Also coming home is Jeffrey Hatcher, 1993 Rosenthal New Play Prize winner for Scotland Road. He'll return as one of the collaborators of Everything's Ducky, a musical comedy based on the fairy tale The Ugly Duckling.Its single production in San Francisco earlier this season created so much theater world buzz that it's expected to land on Broadway shortly after its Cincinnati-St. Louis warm-up.
Coming home to the Playhouse for the first time will be playwright Lanford Wilson and longtime collaborator director Marshall Mason. They created a series of 20th century American stage classics over the course of two decades, starting in 1964. Mr. Mason will direct the 20th anniversary production of one of their greatest teamings, delicate romance Talley's Folly, about a Jewish man wooing a WASP spinster in 1940s Missouri.
Playhouse producing artistic director Ed Stern has long said that one of his goals for the Playhouse is to move it from its position high in the second tier of national resident theaters to a place among the nation's acknowledged best. Top-tier theaters are clustered along both coasts and Chicago/Minneapolis.

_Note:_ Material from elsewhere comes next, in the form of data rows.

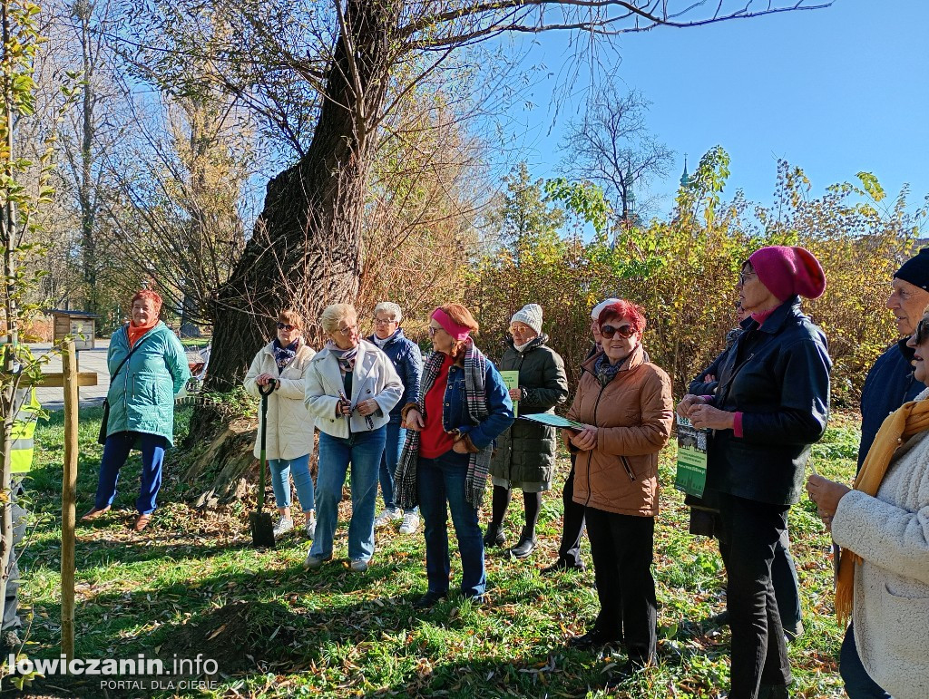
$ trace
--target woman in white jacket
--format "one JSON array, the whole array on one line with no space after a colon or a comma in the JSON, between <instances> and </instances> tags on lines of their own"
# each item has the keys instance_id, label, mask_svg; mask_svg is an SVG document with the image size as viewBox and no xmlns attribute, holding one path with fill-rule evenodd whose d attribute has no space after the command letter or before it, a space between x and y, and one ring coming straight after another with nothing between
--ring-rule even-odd
<instances>
[{"instance_id":1,"label":"woman in white jacket","mask_svg":"<svg viewBox=\"0 0 929 699\"><path fill-rule=\"evenodd\" d=\"M320 428L319 518L304 567L319 568L333 557L342 486L351 463L348 558L352 570L363 573L374 553L374 498L386 424L403 384L387 356L360 338L353 306L328 306L320 322L329 342L309 363L305 395Z\"/></svg>"},{"instance_id":2,"label":"woman in white jacket","mask_svg":"<svg viewBox=\"0 0 929 699\"><path fill-rule=\"evenodd\" d=\"M929 385L929 315L907 344ZM929 390L884 420L854 489L806 490L843 548L835 609L851 617L839 669L852 699L929 697Z\"/></svg>"},{"instance_id":3,"label":"woman in white jacket","mask_svg":"<svg viewBox=\"0 0 929 699\"><path fill-rule=\"evenodd\" d=\"M290 477L303 509L307 536L316 531L313 479L309 474L309 454L313 450L313 416L304 405L304 375L316 354L303 339L303 318L294 310L278 316L278 336L261 348L245 375L245 390L260 397L258 386L274 382L268 396L268 438L265 447L271 471L271 486L278 505L274 537L294 528L291 516ZM261 456L261 421L255 440L255 456Z\"/></svg>"}]
</instances>

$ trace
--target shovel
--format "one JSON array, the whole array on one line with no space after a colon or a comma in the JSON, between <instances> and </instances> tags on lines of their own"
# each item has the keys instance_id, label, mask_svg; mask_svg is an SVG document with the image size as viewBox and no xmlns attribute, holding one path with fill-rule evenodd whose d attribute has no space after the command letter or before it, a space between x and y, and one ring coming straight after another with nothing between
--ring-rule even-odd
<instances>
[{"instance_id":1,"label":"shovel","mask_svg":"<svg viewBox=\"0 0 929 699\"><path fill-rule=\"evenodd\" d=\"M255 548L274 548L274 524L271 513L264 511L265 507L265 472L268 468L268 453L266 439L268 434L268 396L274 391L274 381L268 385L258 386L261 394L261 476L258 478L258 509L248 513L248 521L252 524L252 545Z\"/></svg>"}]
</instances>

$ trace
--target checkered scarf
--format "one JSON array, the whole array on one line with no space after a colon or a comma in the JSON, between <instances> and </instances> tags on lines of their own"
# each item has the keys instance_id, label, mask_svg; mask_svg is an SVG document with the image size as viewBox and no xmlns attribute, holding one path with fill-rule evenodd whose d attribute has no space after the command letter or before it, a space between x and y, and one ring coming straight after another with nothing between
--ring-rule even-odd
<instances>
[{"instance_id":1,"label":"checkered scarf","mask_svg":"<svg viewBox=\"0 0 929 699\"><path fill-rule=\"evenodd\" d=\"M438 371L442 367L444 356L434 352L425 361L423 368L423 382L419 392L417 409L423 416L424 422L428 420L425 414L425 395L433 387ZM487 409L487 393L484 386L484 377L487 375L487 357L474 345L470 338L464 351L464 400L467 403L467 412L471 421L479 424L490 414ZM438 420L441 420L438 416ZM409 510L419 504L416 497L416 472L419 467L420 434L412 430L407 431L406 443L400 454L397 472L394 473L394 501L398 507ZM468 455L467 476L464 481L464 498L475 508L480 509L484 501L484 489L487 485L487 473L491 467L491 452L492 444L481 449L477 454Z\"/></svg>"}]
</instances>

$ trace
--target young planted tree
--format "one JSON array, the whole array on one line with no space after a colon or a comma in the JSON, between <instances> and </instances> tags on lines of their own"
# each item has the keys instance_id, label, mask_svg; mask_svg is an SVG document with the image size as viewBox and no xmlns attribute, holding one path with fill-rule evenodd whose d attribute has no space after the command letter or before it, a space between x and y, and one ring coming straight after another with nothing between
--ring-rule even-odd
<instances>
[{"instance_id":1,"label":"young planted tree","mask_svg":"<svg viewBox=\"0 0 929 699\"><path fill-rule=\"evenodd\" d=\"M37 162L16 150L14 129L19 120L34 111L34 59L44 39L36 18L39 6L29 0L0 0L0 32L3 54L0 58L0 253L3 255L2 330L0 351L0 618L6 611L13 551L12 439L14 421L21 404L20 388L29 379L37 378L42 362L20 343L23 323L36 311L29 294L35 276L27 270L41 252L31 242L38 227L41 206L51 201L49 181L55 155L54 133L57 123L48 124ZM37 172L37 174L36 174ZM29 184L24 184L29 182Z\"/></svg>"}]
</instances>

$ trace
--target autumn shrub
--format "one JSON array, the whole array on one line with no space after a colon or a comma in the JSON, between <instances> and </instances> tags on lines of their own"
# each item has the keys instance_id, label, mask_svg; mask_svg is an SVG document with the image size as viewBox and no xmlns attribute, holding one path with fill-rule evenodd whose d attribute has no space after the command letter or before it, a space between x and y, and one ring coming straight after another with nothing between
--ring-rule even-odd
<instances>
[{"instance_id":1,"label":"autumn shrub","mask_svg":"<svg viewBox=\"0 0 929 699\"><path fill-rule=\"evenodd\" d=\"M765 245L803 245L828 280L823 296L805 300L804 308L829 338L833 404L855 407L868 368L896 339L883 304L894 271L912 250L921 214L908 214L906 190L888 207L867 173L813 198L803 172L784 162L770 207L753 206L740 193L724 202L728 162L722 148L708 152L667 220L621 225L587 242L524 236L524 249L511 241L486 254L465 292L484 337L503 338L515 311L539 304L573 386L589 347L590 308L608 296L628 298L646 308L644 344L679 396L736 324L742 263Z\"/></svg>"}]
</instances>

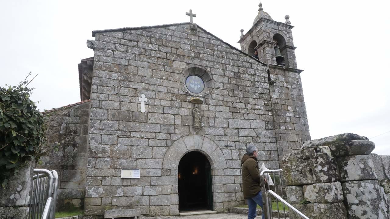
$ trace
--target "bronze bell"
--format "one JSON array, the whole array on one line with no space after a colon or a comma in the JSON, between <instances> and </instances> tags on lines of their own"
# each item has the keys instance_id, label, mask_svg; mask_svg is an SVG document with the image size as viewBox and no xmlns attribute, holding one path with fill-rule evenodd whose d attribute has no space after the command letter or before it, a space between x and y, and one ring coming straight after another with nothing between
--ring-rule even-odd
<instances>
[{"instance_id":1,"label":"bronze bell","mask_svg":"<svg viewBox=\"0 0 390 219\"><path fill-rule=\"evenodd\" d=\"M275 49L275 58L276 58L276 63L280 64L284 60L284 57L280 53L280 49L279 48L279 46L276 46L274 48Z\"/></svg>"}]
</instances>

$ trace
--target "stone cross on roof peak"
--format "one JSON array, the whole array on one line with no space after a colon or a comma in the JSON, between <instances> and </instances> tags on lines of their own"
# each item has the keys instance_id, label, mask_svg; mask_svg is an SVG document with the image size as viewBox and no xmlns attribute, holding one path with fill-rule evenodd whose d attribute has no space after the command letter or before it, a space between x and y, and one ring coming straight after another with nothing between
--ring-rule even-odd
<instances>
[{"instance_id":1,"label":"stone cross on roof peak","mask_svg":"<svg viewBox=\"0 0 390 219\"><path fill-rule=\"evenodd\" d=\"M190 23L193 23L192 17L193 17L194 18L195 18L196 17L196 14L192 14L192 9L190 10L190 13L188 13L188 12L186 12L186 15L187 15L187 16L190 16Z\"/></svg>"},{"instance_id":2,"label":"stone cross on roof peak","mask_svg":"<svg viewBox=\"0 0 390 219\"><path fill-rule=\"evenodd\" d=\"M259 4L259 11L260 12L261 11L263 10L263 8L262 7L263 4L261 4L261 1L260 0L260 3Z\"/></svg>"}]
</instances>

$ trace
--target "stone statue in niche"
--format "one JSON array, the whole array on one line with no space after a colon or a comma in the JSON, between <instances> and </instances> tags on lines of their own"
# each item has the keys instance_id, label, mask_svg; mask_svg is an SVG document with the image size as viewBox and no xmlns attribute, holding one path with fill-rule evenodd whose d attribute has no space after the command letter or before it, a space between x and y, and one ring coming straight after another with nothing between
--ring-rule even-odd
<instances>
[{"instance_id":1,"label":"stone statue in niche","mask_svg":"<svg viewBox=\"0 0 390 219\"><path fill-rule=\"evenodd\" d=\"M192 114L194 117L192 128L195 132L197 132L202 129L202 117L200 116L200 111L198 108L198 104L194 104L194 108L192 109Z\"/></svg>"}]
</instances>

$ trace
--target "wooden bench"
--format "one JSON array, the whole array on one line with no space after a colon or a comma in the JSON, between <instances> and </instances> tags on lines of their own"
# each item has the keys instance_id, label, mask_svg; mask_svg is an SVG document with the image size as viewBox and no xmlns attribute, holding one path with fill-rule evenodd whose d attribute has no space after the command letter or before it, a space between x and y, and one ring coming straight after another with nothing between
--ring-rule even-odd
<instances>
[{"instance_id":1,"label":"wooden bench","mask_svg":"<svg viewBox=\"0 0 390 219\"><path fill-rule=\"evenodd\" d=\"M115 209L106 210L104 211L104 218L137 218L141 216L141 209Z\"/></svg>"}]
</instances>

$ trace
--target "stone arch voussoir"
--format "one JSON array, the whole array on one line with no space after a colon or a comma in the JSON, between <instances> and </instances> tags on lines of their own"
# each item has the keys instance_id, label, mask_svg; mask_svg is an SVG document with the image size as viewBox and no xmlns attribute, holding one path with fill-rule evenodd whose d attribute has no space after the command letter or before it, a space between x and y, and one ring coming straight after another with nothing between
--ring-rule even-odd
<instances>
[{"instance_id":1,"label":"stone arch voussoir","mask_svg":"<svg viewBox=\"0 0 390 219\"><path fill-rule=\"evenodd\" d=\"M170 147L163 160L163 169L177 169L181 158L191 151L203 154L209 159L213 169L227 167L223 154L215 142L201 135L191 135L178 139Z\"/></svg>"}]
</instances>

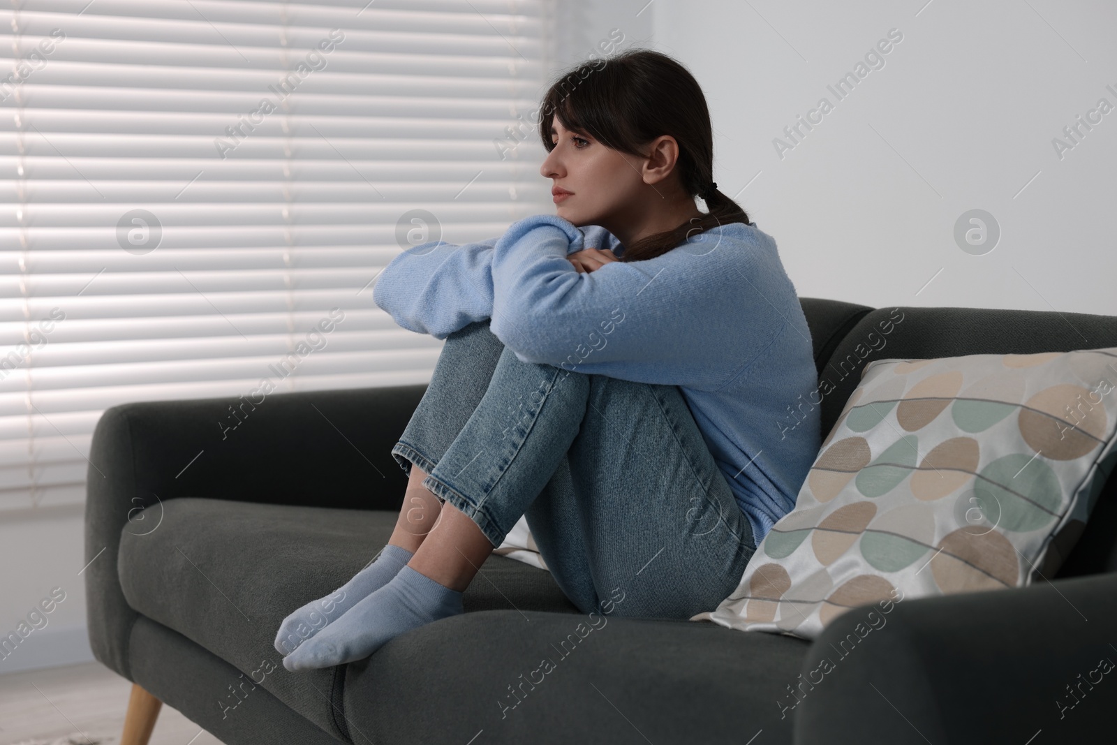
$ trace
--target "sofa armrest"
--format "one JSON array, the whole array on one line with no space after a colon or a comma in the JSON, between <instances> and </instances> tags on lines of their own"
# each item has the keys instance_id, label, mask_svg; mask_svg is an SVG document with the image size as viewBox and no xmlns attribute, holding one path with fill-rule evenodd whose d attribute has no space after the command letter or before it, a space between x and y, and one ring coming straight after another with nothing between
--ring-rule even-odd
<instances>
[{"instance_id":1,"label":"sofa armrest","mask_svg":"<svg viewBox=\"0 0 1117 745\"><path fill-rule=\"evenodd\" d=\"M136 613L124 600L116 566L130 520L134 531L146 529L141 520L160 518L155 505L188 496L399 509L407 475L391 448L426 389L276 393L255 407L222 398L106 410L93 433L86 487L84 574L94 656L131 679L127 639Z\"/></svg>"},{"instance_id":2,"label":"sofa armrest","mask_svg":"<svg viewBox=\"0 0 1117 745\"><path fill-rule=\"evenodd\" d=\"M1111 736L1117 574L885 608L851 609L811 644L787 697L796 745Z\"/></svg>"}]
</instances>

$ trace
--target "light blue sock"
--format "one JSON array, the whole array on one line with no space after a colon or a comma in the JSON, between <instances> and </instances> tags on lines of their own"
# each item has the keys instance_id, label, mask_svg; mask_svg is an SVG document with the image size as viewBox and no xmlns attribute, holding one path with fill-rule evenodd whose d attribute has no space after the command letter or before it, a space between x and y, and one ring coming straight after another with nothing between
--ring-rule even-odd
<instances>
[{"instance_id":1,"label":"light blue sock","mask_svg":"<svg viewBox=\"0 0 1117 745\"><path fill-rule=\"evenodd\" d=\"M349 609L391 582L392 577L411 561L413 554L394 544L384 546L371 564L353 575L353 579L334 592L312 600L294 611L279 624L275 648L280 655L288 655L304 641L322 631Z\"/></svg>"},{"instance_id":2,"label":"light blue sock","mask_svg":"<svg viewBox=\"0 0 1117 745\"><path fill-rule=\"evenodd\" d=\"M410 566L283 660L313 670L369 657L394 637L462 612L461 594Z\"/></svg>"}]
</instances>

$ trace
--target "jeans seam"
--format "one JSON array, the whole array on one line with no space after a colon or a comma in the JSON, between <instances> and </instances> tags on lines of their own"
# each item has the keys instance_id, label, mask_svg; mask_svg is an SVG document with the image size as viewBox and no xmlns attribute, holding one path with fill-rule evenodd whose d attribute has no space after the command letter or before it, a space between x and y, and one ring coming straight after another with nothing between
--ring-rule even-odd
<instances>
[{"instance_id":1,"label":"jeans seam","mask_svg":"<svg viewBox=\"0 0 1117 745\"><path fill-rule=\"evenodd\" d=\"M675 442L676 442L676 445L678 445L679 450L682 453L682 459L686 461L687 468L690 469L690 474L694 476L695 483L697 483L698 484L698 488L701 489L703 496L706 497L706 499L709 499L710 498L710 494L709 493L710 493L710 488L713 487L713 483L706 484L706 485L703 484L701 477L698 475L698 470L695 468L695 465L690 460L690 455L687 451L686 446L684 445L682 440L679 438L679 432L678 432L678 428L676 427L675 419L671 417L671 413L667 410L667 407L663 405L662 400L659 398L659 392L655 388L652 388L650 385L649 385L649 389L651 390L652 398L656 400L656 404L659 407L660 412L663 414L663 419L667 421L668 427L670 427L670 429L671 429L671 437L675 438ZM680 393L680 395L681 395L681 393ZM706 447L706 443L701 442L701 447ZM710 481L713 481L713 479L716 479L718 476L720 476L723 479L725 479L725 476L717 468L717 464L715 464L714 465L714 472L710 475ZM748 524L748 516L745 515L744 512L741 509L741 506L736 504L736 502L737 502L736 500L736 496L733 494L733 487L729 485L728 480L725 481L725 485L726 485L726 488L729 490L729 495L733 496L733 506L732 506L732 508L736 509L741 514L742 519L745 522L745 525L748 527L750 535L752 535L752 525ZM722 520L722 518L720 518L720 516L718 516L718 522L720 522L720 520ZM728 525L726 525L726 529L729 529ZM737 533L735 533L732 529L729 529L729 533L732 533L734 535L734 537L737 538L738 544L744 544L745 543L744 535L738 535ZM752 536L752 543L753 543L754 546L756 545L756 537L755 536Z\"/></svg>"},{"instance_id":2,"label":"jeans seam","mask_svg":"<svg viewBox=\"0 0 1117 745\"><path fill-rule=\"evenodd\" d=\"M667 421L667 426L671 429L671 437L675 438L675 443L679 447L679 451L682 453L682 460L686 461L687 468L690 469L690 475L694 476L695 483L698 485L698 488L700 488L704 493L706 493L707 496L709 496L709 486L703 484L701 477L698 475L698 470L695 468L695 465L690 461L690 453L687 452L686 445L684 445L682 440L679 438L679 432L678 428L675 426L675 420L671 418L670 412L667 410L667 408L663 405L663 402L660 400L658 391L656 391L656 389L651 388L650 385L649 389L651 390L652 398L656 400L656 404L659 407L660 413L663 414L663 419ZM706 447L706 443L703 442L701 447ZM717 476L717 474L715 474L715 476Z\"/></svg>"},{"instance_id":3,"label":"jeans seam","mask_svg":"<svg viewBox=\"0 0 1117 745\"><path fill-rule=\"evenodd\" d=\"M508 472L508 469L512 467L513 462L515 462L516 456L518 456L521 450L524 449L524 442L527 441L527 438L531 436L532 430L535 429L536 422L538 422L540 417L543 414L543 407L546 405L547 401L551 400L551 392L554 391L555 381L557 379L558 373L566 372L569 374L570 372L570 371L563 371L560 367L554 367L552 365L545 365L545 366L552 367L552 370L554 370L554 375L551 379L551 383L547 385L547 392L543 395L543 400L540 401L538 410L535 412L535 416L532 417L532 423L528 426L527 431L524 432L524 437L521 438L519 442L516 445L515 450L513 450L512 455L508 457L508 462L500 468L500 472L497 475L496 480L493 481L493 486L490 486L485 491L485 494L481 495L480 500L477 503L477 509L480 509L485 505L485 503L488 500L488 496L493 493L494 489L496 489L497 485L500 483L500 479L504 478L504 475Z\"/></svg>"}]
</instances>

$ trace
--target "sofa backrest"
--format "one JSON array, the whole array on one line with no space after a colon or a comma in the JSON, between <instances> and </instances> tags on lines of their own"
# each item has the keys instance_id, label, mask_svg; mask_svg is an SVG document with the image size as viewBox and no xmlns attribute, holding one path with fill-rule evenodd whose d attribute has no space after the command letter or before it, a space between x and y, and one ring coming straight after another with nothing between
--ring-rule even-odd
<instances>
[{"instance_id":1,"label":"sofa backrest","mask_svg":"<svg viewBox=\"0 0 1117 745\"><path fill-rule=\"evenodd\" d=\"M822 439L873 360L1033 354L1117 346L1117 316L1056 311L889 307L800 298L814 345ZM823 385L828 381L829 385ZM1117 572L1117 472L1057 576ZM1049 577L1050 579L1050 577Z\"/></svg>"}]
</instances>

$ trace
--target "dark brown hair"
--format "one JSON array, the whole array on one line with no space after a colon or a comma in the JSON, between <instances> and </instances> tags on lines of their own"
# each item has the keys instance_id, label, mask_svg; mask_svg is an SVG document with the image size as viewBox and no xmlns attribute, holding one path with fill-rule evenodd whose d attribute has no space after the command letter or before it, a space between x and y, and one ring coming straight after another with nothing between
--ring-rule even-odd
<instances>
[{"instance_id":1,"label":"dark brown hair","mask_svg":"<svg viewBox=\"0 0 1117 745\"><path fill-rule=\"evenodd\" d=\"M660 135L675 137L675 172L689 194L701 195L714 181L714 137L706 96L690 71L651 49L628 49L609 59L583 63L564 73L543 97L540 136L554 150L551 126L557 116L575 133L589 134L607 147L647 157L641 146ZM689 237L728 222L748 222L735 201L717 189L705 195L708 212L674 230L626 246L622 261L651 259Z\"/></svg>"}]
</instances>

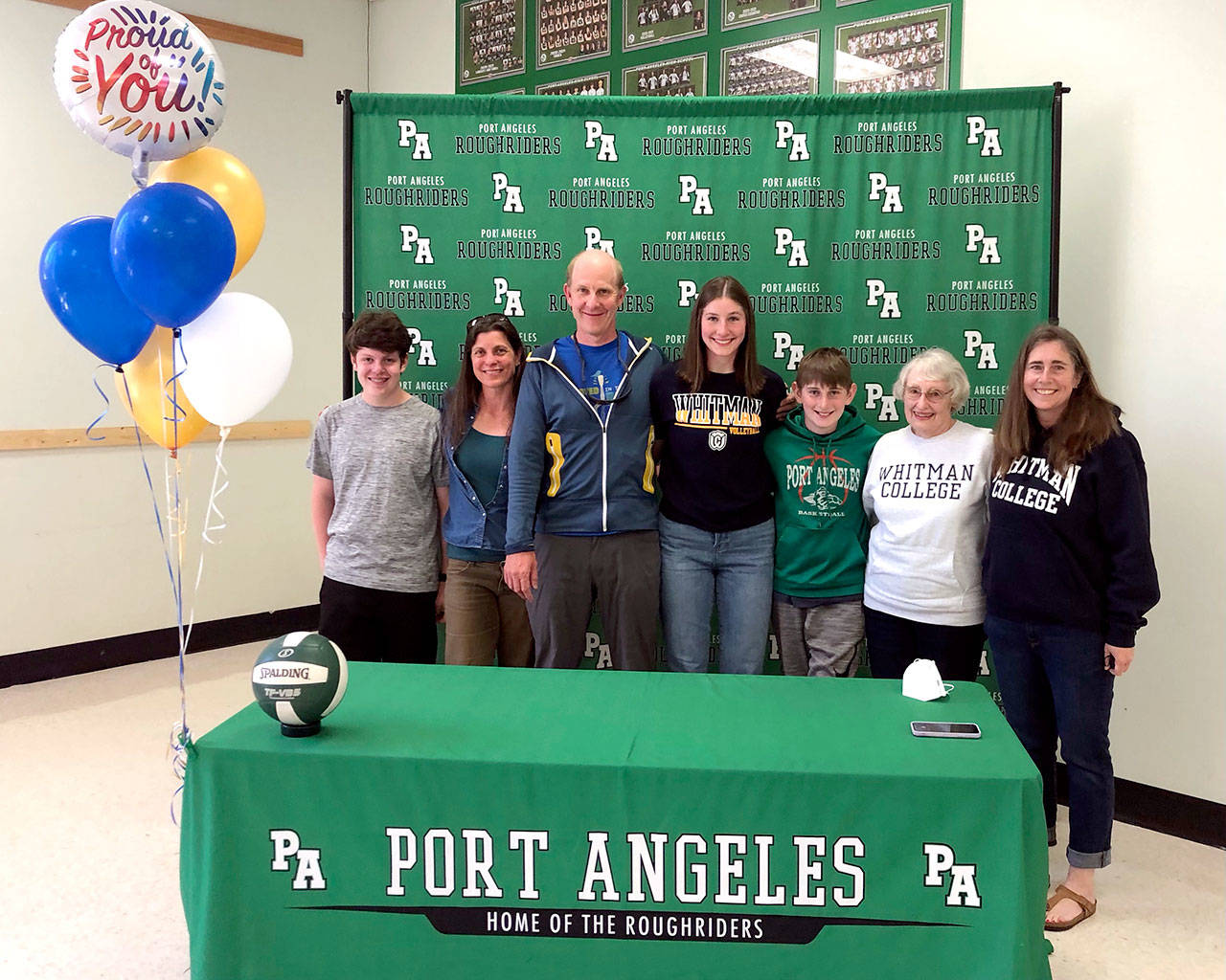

Mr. Stern resists saying what next season could accomplish. That's not for me to say. It's for this community and the theater community nationally to decide, he says. The season, he allows, does help us to move further along and shows how we differ from everybody else not just nationally but locally.
Remaining plays on the Marx stage next season: Inherit the Wind, 1998 Best Play Tony Award winner Art, and the popular annual production of A Christmas Carol.
As more and more schools debate replacing Darwinism with Creationism, Inherit the Wind is timely again, almost eight decades after the Scopes Monkey Trial that inspired it, Mr. Stern says. These are issues we thought would be gone by now.
Playing the titans of the courtroom who battled (literally to the death) in one of the first trials of the century will be two Playhouse favorites, Joneal Joplin and Philip Pleasants, on stage together for the first time.
Mr. Hatcher collaborates with the creators of Dreamgirls and Side Show on Everything's Ducky, a wacky, quacky tale set to a pop score. Playhouse and St. Louis will both have a small share in the show for playing a role in its development.
Cowboys and vampires come together for a showdown in fable- and movie-loving Mr. Glover's Dark Paradise. It brings a beautiful heroine, a town sheriff, Wyatt Earp and Doc Holliday for a ghoulish gunfight that's more High Midnight than High Noon. This is Mr. Glover's second Rosenthal New Play Prize. He won for In Walks Ed in1997.
Art, funny, intelligent play by Yasmina Reza, is about art and friendship. After a rich physician buys a new painting by a hot French artist, the reactions of his friends make for hilarious comedy.
It's been 20 years since that romantic comedy Talley's Folly won the Pulitzer Prize. The play, about a Jewish man wooing a hesitant, WASP spinster on the edge of a lake in 1944 Missouri, has had a healthy life in community theater for years (as has Shelterhouse closer Irma Vep.) Mr. Stern believes both deserve a professional re-visiting.
The Shelterhouse season will offer a double look at Romeo and Juliet with a pair of contemporary, wildly different takes on the classic.
The Shelterhouse season opens with the bold Shakespeare's R&J, with its conceit that four bored prep school boys, with all their teen-age energy, decide to act out the play.
It doesn't take much to trace Avenue X back to the Bard. The a capella musical is set in 1963 Brooklyn where the feuding factions are the Italians of Bensonhurst and the African-Americans of Coney Island housing projects. Gospel, early rock, blues, jazz, folk, doo-wop and more carry the story along.
Playhouse will celebrate the holiday season with the off-Broadway hit I Love You, You're Perfect, Now Change, all about the mating game.
Patrick Marber's London hit Closer is also about mating, but it's uncompromising in its exploration of love, desire, sex and the life and death of modern relationships.
Charles Ludlam's wild Gothic send-up The Mystery of Irma Vep plays out on a dark and stormy night in a spooky house on the moors. Tongues firmly in cheek, a pair of actors take on all the roles in a frenzy of quick changes.